Anytime you have a cache, of any kind, you need to figure out what to do when the cache gets full.  Generally, you face this problem when you've got a new element X to load into the cache--which cache slot do you place  X into?

The simplest approach is a "direct mapped cache", where element X goes into cache slot X%N (where N is the size of the cache).  Direct mapping means elements 1 and 2 will go into different adjacent slots, but you can support many elements.
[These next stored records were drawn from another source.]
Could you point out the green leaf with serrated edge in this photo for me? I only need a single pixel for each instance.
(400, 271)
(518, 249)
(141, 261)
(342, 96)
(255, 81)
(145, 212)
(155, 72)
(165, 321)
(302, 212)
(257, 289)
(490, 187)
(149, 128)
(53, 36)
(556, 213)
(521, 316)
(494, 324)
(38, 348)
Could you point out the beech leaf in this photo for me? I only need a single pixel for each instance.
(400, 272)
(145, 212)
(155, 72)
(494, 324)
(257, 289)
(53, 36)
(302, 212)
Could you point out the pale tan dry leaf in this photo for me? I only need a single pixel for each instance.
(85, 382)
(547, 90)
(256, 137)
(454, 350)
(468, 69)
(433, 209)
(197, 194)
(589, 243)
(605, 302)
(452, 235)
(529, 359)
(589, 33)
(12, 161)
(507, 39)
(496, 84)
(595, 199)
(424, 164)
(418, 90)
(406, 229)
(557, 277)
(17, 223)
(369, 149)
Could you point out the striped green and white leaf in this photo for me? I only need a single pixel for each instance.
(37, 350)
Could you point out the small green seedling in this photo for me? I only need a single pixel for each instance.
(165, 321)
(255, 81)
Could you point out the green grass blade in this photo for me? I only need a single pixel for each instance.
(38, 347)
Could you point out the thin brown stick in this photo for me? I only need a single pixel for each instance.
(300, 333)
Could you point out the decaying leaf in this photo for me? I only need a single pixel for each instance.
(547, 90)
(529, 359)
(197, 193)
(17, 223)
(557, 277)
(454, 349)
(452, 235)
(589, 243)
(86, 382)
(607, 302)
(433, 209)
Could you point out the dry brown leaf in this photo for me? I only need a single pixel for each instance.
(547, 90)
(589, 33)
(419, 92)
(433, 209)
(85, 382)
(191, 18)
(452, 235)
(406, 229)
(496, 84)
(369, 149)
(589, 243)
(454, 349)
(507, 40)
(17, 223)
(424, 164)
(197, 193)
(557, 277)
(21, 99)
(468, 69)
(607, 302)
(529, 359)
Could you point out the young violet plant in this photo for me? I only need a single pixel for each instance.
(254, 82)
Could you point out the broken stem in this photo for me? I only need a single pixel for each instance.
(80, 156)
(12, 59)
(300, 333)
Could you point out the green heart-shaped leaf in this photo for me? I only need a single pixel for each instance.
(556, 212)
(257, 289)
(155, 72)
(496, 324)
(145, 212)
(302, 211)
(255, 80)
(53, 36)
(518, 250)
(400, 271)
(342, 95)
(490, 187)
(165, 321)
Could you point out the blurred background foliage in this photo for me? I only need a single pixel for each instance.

For example, the Pentium 4's L1 cache is 64KB in size and direct-mapped.  This means address 0x0ABCD and address 0x1ABCD (which are 64KB apart) both get mapped to the same place in the cache.  So even though this program is very fast (5.2ns/call):
enum {n=1024*1024};
char arr[n];

int foo(void) {
arr[0]++;
arr[12345]++;
return 0;
}

(Try this in NetRun now!)

By contrast this very similar-looking program is very slow (20+ns/call), because both array elements (exactly 64KB apart) map to the same line of the cache, so the CPU keeps overwriting one with the other (called "cache thrashing"), and the cache is totally useless:
enum {n=1024*1024};
char arr[n];

int foo(void) {
arr[0]++;
arr[65536]++;
return 0;
}

(Try this in NetRun now!)

In general, power-of-two jumps in memory can be very slow on direct-mapped machines.  This is one of the only cases on computers where powers of two are not ideal!
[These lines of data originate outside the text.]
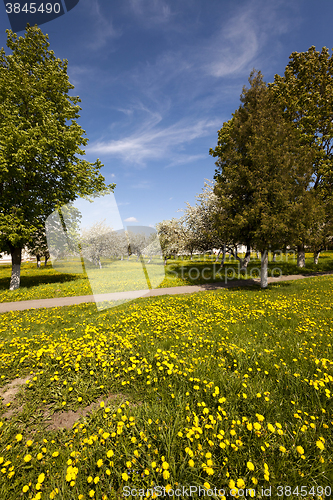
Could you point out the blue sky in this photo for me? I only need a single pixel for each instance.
(157, 79)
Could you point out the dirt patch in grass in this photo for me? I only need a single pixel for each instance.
(66, 420)
(8, 393)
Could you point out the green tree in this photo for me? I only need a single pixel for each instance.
(39, 141)
(306, 95)
(263, 174)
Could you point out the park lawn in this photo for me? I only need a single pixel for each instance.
(66, 280)
(220, 389)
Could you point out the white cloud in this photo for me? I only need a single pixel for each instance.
(154, 142)
(141, 185)
(103, 29)
(131, 219)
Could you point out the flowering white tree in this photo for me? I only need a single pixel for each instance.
(171, 237)
(96, 242)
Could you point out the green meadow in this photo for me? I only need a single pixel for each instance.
(221, 390)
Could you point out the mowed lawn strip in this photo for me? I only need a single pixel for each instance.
(119, 276)
(225, 389)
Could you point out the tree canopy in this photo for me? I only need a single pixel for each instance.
(263, 174)
(40, 141)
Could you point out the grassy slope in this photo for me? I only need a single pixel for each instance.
(224, 387)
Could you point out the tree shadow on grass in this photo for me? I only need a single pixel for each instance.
(31, 281)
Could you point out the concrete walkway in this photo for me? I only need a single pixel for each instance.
(70, 301)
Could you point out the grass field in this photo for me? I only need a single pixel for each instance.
(222, 389)
(47, 282)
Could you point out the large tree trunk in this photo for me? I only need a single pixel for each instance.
(16, 269)
(316, 256)
(300, 256)
(264, 269)
(247, 258)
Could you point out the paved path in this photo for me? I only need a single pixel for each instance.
(70, 301)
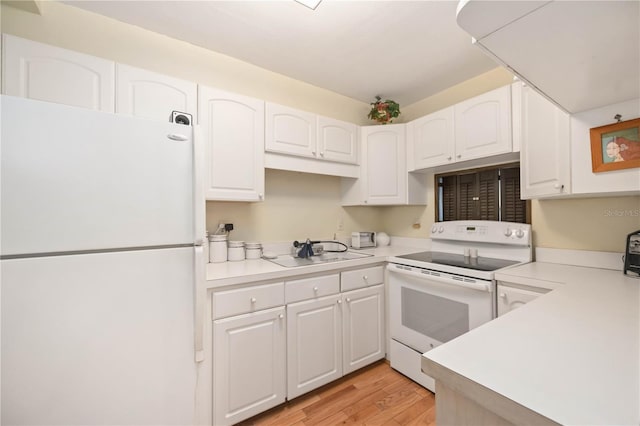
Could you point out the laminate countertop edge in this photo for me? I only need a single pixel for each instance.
(571, 355)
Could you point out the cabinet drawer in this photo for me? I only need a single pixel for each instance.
(362, 278)
(308, 288)
(248, 299)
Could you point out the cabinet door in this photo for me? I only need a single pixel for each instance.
(384, 164)
(430, 140)
(363, 327)
(290, 131)
(233, 129)
(147, 94)
(48, 73)
(248, 365)
(314, 344)
(483, 125)
(337, 140)
(545, 150)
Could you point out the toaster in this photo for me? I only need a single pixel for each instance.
(363, 239)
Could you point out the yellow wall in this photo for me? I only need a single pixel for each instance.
(298, 205)
(585, 223)
(76, 29)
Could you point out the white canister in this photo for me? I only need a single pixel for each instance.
(253, 250)
(217, 248)
(236, 250)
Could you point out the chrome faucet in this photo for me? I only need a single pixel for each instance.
(306, 248)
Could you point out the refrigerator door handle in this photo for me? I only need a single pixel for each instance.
(200, 295)
(199, 204)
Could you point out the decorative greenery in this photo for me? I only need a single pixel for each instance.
(384, 111)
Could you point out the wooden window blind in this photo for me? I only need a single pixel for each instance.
(484, 194)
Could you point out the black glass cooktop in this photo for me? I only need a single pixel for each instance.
(477, 263)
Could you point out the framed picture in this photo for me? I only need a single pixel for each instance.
(616, 146)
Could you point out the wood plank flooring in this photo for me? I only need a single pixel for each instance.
(374, 395)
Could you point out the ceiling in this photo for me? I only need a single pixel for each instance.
(401, 50)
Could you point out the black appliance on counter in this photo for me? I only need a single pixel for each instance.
(632, 255)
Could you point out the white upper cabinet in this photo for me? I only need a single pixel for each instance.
(290, 131)
(384, 165)
(384, 179)
(147, 94)
(545, 168)
(431, 140)
(48, 73)
(233, 129)
(337, 140)
(303, 134)
(483, 125)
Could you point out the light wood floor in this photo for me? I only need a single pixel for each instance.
(375, 395)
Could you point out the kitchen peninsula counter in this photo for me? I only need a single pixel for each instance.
(249, 271)
(569, 357)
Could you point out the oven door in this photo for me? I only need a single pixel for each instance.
(428, 308)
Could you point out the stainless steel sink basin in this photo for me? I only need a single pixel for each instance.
(289, 261)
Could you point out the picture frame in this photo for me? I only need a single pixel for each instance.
(615, 146)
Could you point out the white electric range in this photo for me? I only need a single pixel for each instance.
(438, 295)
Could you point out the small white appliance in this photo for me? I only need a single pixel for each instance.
(362, 239)
(102, 259)
(438, 295)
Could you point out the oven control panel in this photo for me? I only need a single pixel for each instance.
(483, 231)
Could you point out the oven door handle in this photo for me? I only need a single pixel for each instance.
(480, 286)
Some machines avoid the thrashing of a direct-mapped cache by allowing a given memory address to sit in one of two or four slots, called two- or four-way "set associative caching" (described here, or in the Hennessy & Patterson book, Chapter 7).  On such machines, you can still get cache thrashing with power of two jumps, but you need more and longer jumps to do so.

In general, there are many more complicated cache replacement algorithms, although most of them are too complicated to implement in hardware.  The OS treats RAM as a cache of data on disk, and since disks are so slow, it can pay to be smart about choosing which page to write to disk.
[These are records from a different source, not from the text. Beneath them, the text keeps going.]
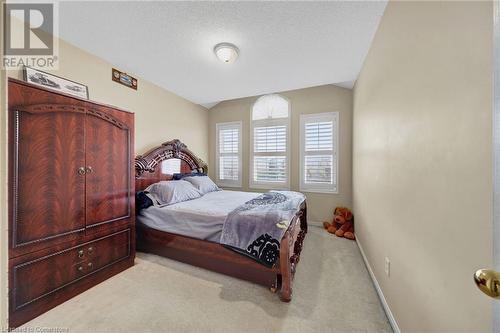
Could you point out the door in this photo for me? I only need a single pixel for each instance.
(49, 178)
(107, 169)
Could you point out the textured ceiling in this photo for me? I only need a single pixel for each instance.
(283, 45)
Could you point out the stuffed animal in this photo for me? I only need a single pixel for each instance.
(342, 224)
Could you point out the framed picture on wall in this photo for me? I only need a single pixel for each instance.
(55, 82)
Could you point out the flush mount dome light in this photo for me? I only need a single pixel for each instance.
(226, 52)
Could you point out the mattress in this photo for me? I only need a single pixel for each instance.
(201, 218)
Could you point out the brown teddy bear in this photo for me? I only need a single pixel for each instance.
(343, 223)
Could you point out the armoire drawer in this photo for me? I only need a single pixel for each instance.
(39, 278)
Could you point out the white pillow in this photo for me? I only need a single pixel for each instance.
(172, 191)
(202, 183)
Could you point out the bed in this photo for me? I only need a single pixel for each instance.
(189, 231)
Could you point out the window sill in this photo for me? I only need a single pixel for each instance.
(271, 186)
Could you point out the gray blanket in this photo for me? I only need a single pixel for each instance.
(256, 228)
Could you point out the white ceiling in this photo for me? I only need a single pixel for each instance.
(283, 45)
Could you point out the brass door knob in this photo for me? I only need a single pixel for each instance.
(488, 281)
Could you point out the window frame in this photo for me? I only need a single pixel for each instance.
(253, 184)
(228, 125)
(320, 117)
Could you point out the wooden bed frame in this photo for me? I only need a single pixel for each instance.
(210, 255)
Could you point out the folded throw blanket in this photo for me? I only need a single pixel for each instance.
(256, 228)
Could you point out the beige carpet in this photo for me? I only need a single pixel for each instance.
(333, 293)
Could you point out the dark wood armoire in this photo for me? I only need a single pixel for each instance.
(71, 202)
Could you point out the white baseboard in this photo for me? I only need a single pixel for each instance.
(381, 296)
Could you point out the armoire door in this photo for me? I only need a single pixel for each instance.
(48, 176)
(107, 170)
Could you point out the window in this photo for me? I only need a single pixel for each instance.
(269, 142)
(318, 153)
(228, 150)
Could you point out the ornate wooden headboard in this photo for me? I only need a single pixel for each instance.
(148, 167)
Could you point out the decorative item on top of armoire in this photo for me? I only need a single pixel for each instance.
(123, 78)
(342, 224)
(71, 197)
(54, 82)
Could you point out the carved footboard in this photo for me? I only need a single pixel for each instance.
(290, 248)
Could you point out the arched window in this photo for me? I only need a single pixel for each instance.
(269, 142)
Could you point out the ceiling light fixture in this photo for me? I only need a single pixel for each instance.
(226, 52)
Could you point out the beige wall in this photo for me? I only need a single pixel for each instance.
(159, 114)
(422, 146)
(326, 98)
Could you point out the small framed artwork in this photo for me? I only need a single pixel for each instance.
(124, 79)
(55, 82)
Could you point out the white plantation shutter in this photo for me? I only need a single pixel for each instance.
(228, 149)
(270, 123)
(319, 136)
(171, 166)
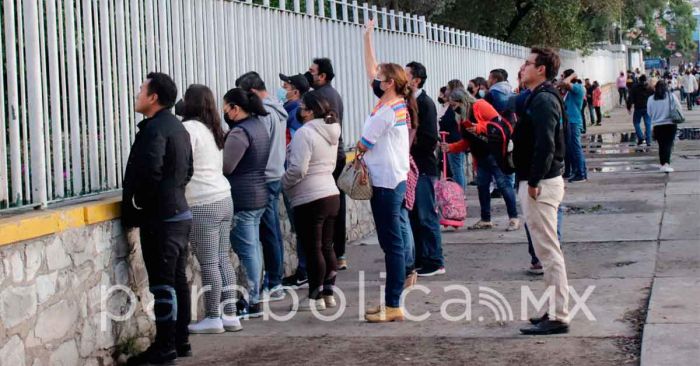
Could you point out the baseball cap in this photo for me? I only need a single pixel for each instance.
(298, 81)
Memory-Carried Superscalar Dependencies

Especially on x86, which has very few registers, the CPU has to work hard to make memory accesses fast.

First, memory dependencies are actually tracked at runtime, so this code where each loop iteration touches a different element runs fairly fast:
const int n=1000;
int arr[n];
int i;
for (i=0;i<n;i++)
arr[i]*=i;
return arr[0];

(Try this in NetRun now!)

But this code, where each loop iteration touches the same element zero, runs over 2x slower, because the different loop iterations cannot be overlapped.
const int n=1000;
int arr[n];
int i;
for (i=0;i<n;i++)
arr[0]*=i;
return arr[0];

(Try this in NetRun now!)

How can the CPU possibly do this?  Well, to make superscalar execution work, the CPU has to track *pending* loads and stores anyway, just in case that instruction has to be rolled back due to an exception (hardware interrupt, divide-by-zero, page fault).  So whenever the CPU issues a load, it just check to see if there's a pending store to that location, and if needed delays the load until the corresponding store is finished.

This "load-store buffer" is a pretty common trick on superscalar CPUs.